Kpler data showed that Libyan ports shipped an average of 194,000 barrels per day of crude last week, a sharp drop of about 81% compared to just over 1 million barrels per day the previous week.
Despite both Libyan legislative bodies announcing an agreement last week to jointly appoint a new Central Bank governor within 30 days, the situation remains uncertain.
The United Nations Support Mission in Libya (UNSMIL), which is working to de-escalate the crisis, said on Tuesday that it would resume facilitating talks between Libyan factions in Tripoli today.
Sources familiar with the matter said the NOC, which manages Libya’s fossil fuel resources, has not declared force majeure on all loadings at the ports, instead applying it selectively to individual shipments.
The NOC declared force majeure on crude production at the El Feel oilfield on September 2 and on exports from the Sharara oilfield on August 7, before the Central Bank leadership crisis erupted.

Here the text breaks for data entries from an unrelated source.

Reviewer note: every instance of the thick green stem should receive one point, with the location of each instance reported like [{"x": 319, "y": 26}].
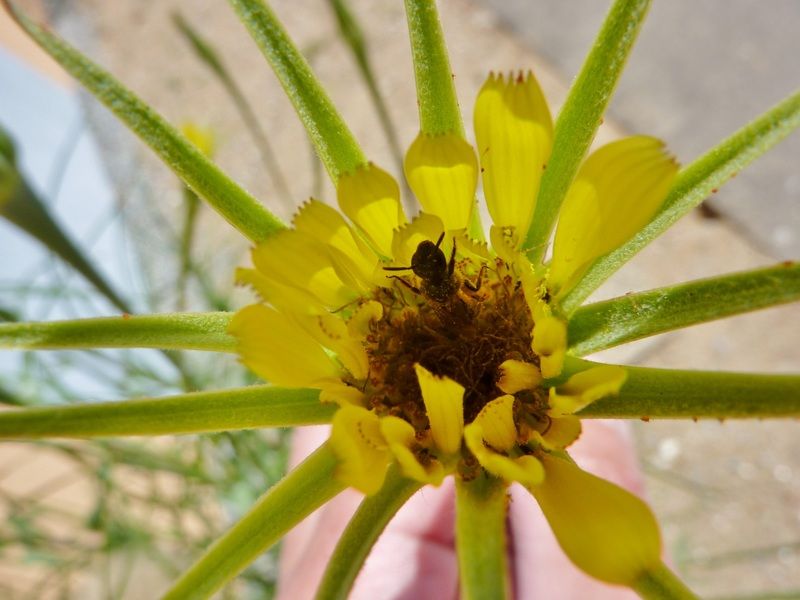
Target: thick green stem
[
  {"x": 353, "y": 35},
  {"x": 582, "y": 114},
  {"x": 362, "y": 532},
  {"x": 291, "y": 500},
  {"x": 695, "y": 183},
  {"x": 481, "y": 507},
  {"x": 436, "y": 94},
  {"x": 662, "y": 584},
  {"x": 335, "y": 144},
  {"x": 172, "y": 331},
  {"x": 238, "y": 207},
  {"x": 206, "y": 52},
  {"x": 199, "y": 412},
  {"x": 681, "y": 394},
  {"x": 606, "y": 324},
  {"x": 439, "y": 112}
]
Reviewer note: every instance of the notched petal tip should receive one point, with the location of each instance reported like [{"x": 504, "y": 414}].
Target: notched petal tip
[
  {"x": 514, "y": 133},
  {"x": 401, "y": 437},
  {"x": 276, "y": 348},
  {"x": 370, "y": 197},
  {"x": 358, "y": 443},
  {"x": 442, "y": 171},
  {"x": 616, "y": 192},
  {"x": 444, "y": 403}
]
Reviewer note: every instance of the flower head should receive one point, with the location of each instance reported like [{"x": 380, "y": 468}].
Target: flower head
[{"x": 440, "y": 350}]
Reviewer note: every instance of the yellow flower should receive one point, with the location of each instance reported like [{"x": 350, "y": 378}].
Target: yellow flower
[{"x": 440, "y": 350}]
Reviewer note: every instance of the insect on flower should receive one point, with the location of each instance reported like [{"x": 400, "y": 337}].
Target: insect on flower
[{"x": 447, "y": 383}]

Reuters reported that the NOC cancelled several shipments from Es Sider port last week. Two trade sources also indicated that shipments of Amna and Brega crude were cancelled.
An NOC source told Reuters that some tankers were allowed to load crude from stocks at Libyan ports to meet contractual obligations and avoid financial penalties.
The NOC stated on 28 August that oil production had dropped by more than half from usual levels, down to about 590,000 barrels per day.